Solomon and his fellow forum members in Seen-Wen are now looking forward to their first big cassava harvest, which will take place in January 2019. The crop was first planted in April 2018, and has approximately a nine month growth period to harvest. ActionAid supported Solomon and his fellow farmers through providing farming tools as well as 200 USD startup grants to each farm for seedlings. They also provide continuous support through trainings and refresher courses, such as the planned refresher course on food processing which Solomon will participate in this coming November.

Cassava is a locally grown plant that can be processed into many different products, such as fufu and gari, and is very versatile and therefore marketable in the local economy. The profits from the harvest of their two acre farm will be collected and reinvested into the Accountability Forum, which will support the initiation of community development projects.

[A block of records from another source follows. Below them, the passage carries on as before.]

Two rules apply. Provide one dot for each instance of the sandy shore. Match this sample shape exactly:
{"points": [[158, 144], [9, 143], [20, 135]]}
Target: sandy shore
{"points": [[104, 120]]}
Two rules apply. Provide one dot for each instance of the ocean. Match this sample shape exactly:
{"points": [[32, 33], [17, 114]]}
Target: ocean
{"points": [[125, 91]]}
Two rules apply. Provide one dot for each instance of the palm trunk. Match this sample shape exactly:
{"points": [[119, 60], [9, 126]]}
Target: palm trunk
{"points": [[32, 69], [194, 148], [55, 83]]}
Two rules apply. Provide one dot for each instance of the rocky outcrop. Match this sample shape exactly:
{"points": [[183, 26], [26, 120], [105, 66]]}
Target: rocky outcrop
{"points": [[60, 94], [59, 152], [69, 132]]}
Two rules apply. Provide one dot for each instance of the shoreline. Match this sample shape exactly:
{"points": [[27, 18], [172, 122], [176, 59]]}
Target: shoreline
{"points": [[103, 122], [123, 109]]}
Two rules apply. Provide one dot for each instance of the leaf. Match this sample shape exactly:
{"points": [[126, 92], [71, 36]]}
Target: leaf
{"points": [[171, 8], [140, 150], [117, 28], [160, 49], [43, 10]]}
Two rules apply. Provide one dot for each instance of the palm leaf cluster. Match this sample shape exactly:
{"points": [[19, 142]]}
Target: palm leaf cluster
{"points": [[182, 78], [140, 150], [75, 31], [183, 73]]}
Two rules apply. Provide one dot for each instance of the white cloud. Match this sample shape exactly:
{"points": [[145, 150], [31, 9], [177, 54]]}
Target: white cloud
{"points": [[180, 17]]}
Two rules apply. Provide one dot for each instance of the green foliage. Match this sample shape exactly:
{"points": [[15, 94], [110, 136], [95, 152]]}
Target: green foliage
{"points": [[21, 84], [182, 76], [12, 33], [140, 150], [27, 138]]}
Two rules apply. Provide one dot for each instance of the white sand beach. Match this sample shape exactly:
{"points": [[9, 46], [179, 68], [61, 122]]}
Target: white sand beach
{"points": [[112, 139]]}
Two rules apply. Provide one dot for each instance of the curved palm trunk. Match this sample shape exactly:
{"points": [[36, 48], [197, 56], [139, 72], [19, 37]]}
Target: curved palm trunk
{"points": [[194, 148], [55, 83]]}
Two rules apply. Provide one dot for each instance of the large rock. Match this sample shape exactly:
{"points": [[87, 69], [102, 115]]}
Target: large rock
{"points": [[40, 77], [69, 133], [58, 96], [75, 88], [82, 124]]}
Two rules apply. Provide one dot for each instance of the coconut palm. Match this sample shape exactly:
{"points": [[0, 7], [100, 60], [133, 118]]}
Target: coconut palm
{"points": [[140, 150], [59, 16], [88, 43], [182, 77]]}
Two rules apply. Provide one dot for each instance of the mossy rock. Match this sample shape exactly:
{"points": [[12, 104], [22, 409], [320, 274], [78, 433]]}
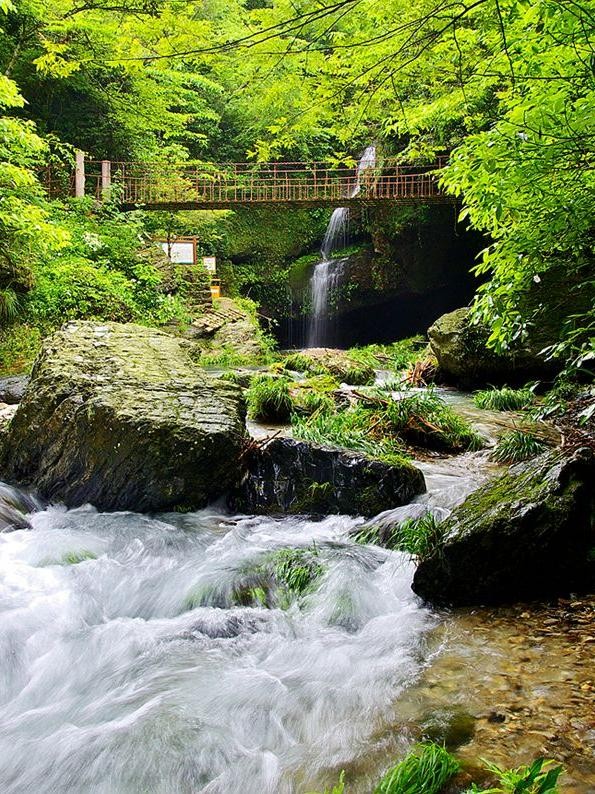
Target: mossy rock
{"points": [[289, 476], [327, 361], [525, 535], [119, 416], [464, 358]]}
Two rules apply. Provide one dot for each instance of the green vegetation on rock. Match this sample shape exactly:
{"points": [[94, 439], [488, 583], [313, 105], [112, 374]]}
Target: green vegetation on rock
{"points": [[419, 537], [518, 445], [269, 399], [427, 768], [396, 356]]}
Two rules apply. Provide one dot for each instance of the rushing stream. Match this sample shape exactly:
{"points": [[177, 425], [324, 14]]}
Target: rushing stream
{"points": [[115, 682], [327, 273]]}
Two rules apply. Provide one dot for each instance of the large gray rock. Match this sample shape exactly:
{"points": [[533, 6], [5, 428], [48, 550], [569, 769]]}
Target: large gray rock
{"points": [[119, 416], [289, 476], [527, 534], [464, 358]]}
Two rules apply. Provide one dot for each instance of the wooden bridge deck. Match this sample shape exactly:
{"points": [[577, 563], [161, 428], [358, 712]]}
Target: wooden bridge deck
{"points": [[226, 185]]}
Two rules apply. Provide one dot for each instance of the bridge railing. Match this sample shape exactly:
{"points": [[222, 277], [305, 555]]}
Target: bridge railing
{"points": [[207, 184]]}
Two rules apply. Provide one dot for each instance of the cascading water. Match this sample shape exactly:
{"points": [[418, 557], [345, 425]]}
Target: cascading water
{"points": [[327, 273], [114, 680]]}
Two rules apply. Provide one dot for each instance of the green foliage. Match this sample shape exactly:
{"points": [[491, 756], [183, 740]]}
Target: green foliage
{"points": [[269, 399], [518, 445], [19, 344], [419, 537], [296, 570], [350, 429], [279, 578], [504, 399], [539, 778], [310, 401], [425, 770], [300, 362], [425, 419]]}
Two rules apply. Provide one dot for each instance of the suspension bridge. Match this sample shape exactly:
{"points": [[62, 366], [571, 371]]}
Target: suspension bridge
{"points": [[186, 186]]}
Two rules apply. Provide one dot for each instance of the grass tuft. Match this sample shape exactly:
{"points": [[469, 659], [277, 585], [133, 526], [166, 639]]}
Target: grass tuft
{"points": [[425, 419], [269, 399], [425, 770], [417, 536], [504, 399], [518, 445]]}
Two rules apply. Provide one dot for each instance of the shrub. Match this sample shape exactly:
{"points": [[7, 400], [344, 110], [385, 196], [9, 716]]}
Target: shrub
{"points": [[425, 770], [417, 536], [73, 288], [269, 399], [504, 399], [518, 445]]}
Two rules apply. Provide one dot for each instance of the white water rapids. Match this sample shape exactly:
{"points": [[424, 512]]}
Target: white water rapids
{"points": [[111, 683]]}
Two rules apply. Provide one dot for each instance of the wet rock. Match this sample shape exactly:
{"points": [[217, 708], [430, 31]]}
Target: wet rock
{"points": [[119, 416], [327, 361], [464, 358], [13, 389], [289, 476], [528, 534], [14, 506]]}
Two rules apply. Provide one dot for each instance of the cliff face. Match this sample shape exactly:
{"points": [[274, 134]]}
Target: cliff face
{"points": [[411, 265]]}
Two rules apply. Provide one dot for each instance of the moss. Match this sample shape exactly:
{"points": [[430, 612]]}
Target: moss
{"points": [[19, 345]]}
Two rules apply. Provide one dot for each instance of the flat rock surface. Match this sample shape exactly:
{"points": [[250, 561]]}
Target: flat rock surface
{"points": [[119, 416]]}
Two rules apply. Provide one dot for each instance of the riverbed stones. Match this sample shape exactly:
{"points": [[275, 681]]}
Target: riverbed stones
{"points": [[290, 476], [119, 416], [528, 534]]}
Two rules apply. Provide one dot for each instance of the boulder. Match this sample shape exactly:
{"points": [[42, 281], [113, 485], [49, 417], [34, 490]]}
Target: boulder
{"points": [[119, 416], [464, 358], [289, 476], [6, 414], [13, 389], [528, 534]]}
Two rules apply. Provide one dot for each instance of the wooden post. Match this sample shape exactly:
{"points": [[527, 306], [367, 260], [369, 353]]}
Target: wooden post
{"points": [[106, 179], [79, 174]]}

Advertising crops through social media

Earlier this year, Solomon participated in ActionAid training on how to use ICT tools, including social media platforms and smartphones to improve marketing and connect with customers. Through this training, Solomon learned how to utilize his phone for documenting the progress of his crops through pictures and for taking orders from customers:

“We have market days on Thursdays in Seen-Wen, and nearby communities come to buy from our market. Two days beforehand, I snap pictures of my products from my phone and send them to be uploaded on the ICT Hub that ActionAid helped us start. I use this to advertise to the people of Seen-Wen and the neighboring cities like Zwedru, the Capital of Grand Gedeh County. Since I started using the photo system, I have customers calling me every week ahead of market to place orders for corn, which makes the amount of corn I take to market more efficient. I can sell more product without fear of waste.”

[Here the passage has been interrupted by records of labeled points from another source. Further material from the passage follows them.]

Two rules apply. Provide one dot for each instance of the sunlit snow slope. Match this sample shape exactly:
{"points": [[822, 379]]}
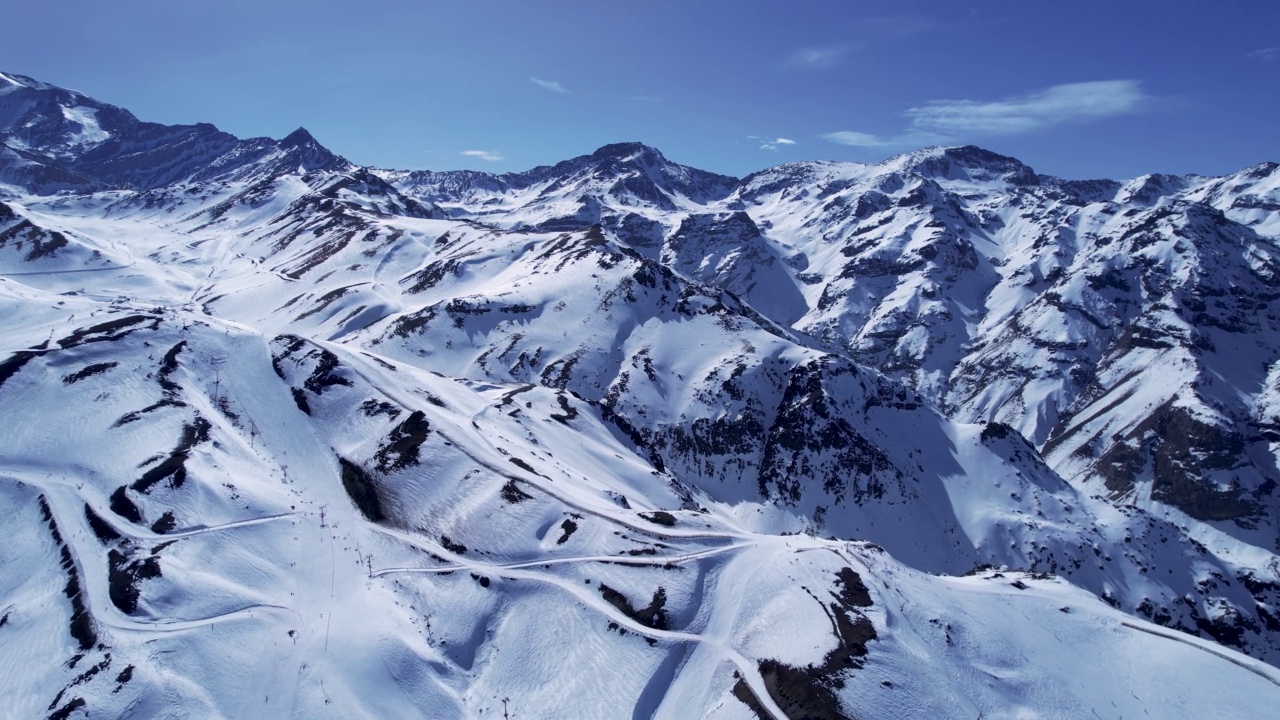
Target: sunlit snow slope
{"points": [[940, 437]]}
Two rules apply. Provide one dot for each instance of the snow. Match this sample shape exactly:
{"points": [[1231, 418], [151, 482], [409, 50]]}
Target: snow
{"points": [[440, 466]]}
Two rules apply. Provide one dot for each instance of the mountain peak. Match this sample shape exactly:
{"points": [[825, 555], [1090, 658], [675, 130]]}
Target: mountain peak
{"points": [[298, 139], [625, 151], [967, 162]]}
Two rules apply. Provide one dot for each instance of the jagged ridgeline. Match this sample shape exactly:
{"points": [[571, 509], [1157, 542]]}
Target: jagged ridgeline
{"points": [[932, 437]]}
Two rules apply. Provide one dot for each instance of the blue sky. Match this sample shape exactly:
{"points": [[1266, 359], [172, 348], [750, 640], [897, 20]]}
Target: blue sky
{"points": [[1078, 89]]}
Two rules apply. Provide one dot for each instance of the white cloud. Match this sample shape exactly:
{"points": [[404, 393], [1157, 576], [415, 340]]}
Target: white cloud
{"points": [[767, 144], [855, 139], [483, 155], [548, 85], [946, 121], [817, 57], [1055, 105]]}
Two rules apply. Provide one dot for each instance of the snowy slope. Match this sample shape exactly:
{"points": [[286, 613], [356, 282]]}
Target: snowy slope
{"points": [[301, 438]]}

Since the start of the BBF program, Solomon’s business has grown extensively. He states,

“I am certain that I will reap over 50 bags of corn. I expect to make over 8000 Liberian Dollars [47 EUR] from selling my corn. I will use this money to finish building my house and to go back to school. I want to study agriculture so that I am able to come back to my community and teach other young people about what agriculture is. I also aspire to be one of the best commercial farmers in Liberia.”

Solomon noted that the project farm planted Cassava root, which will be ready for harverst in March 2019, before the harvest, all farmers attend to their individual farms and rejoin every Saturday with the rest of the AF members to work on the farm. AAL continues to give technically support and skills building on business and using technology to find market for the agricultural crops.